CS 461 Homework 2

Due: Midnight, January 24, 2008

Please your answers to these questions in <yourlastname>-hw2.txt (or PDF).

Part 1: Decision Trees (40 points)

Given this data set and partially built decision tree, calculate the impurity of nodes A though D using misclassification error (I = 1 - max_i (pⁱ) where i ranges over all possible classes and pⁱ is the probability of class i over just the items at the current node).

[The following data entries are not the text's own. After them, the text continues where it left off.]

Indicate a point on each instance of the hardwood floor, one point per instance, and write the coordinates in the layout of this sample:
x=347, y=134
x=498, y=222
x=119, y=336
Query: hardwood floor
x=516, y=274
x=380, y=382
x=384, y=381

Show your work. (10 points)

weight (lbs) number_of_legs fur_color Class

33 4 brown Dog

12 4 calico Cat

20 4 black Dog

7 4 brown Cat

22 4 white Dog

10 4 brown Dog

28 3 black Dog

19 4 brown Dog

17 4 white Cat

9 4 brown Cat
Now calculate impurity for nodes A through D using entropy (eqn. 9.3). Show your work. (10 points)
Now consider splitting node A using the weight feature. Select a reasonable value for theta to split. Calculate the impurity (using entropy) that would be achieved if we split on this feature (eqn. 9.8). Show your work. (6 points)
Given the decision tree shown in question 1 (no split on weight), what is its error rate on this test data set? (4 points)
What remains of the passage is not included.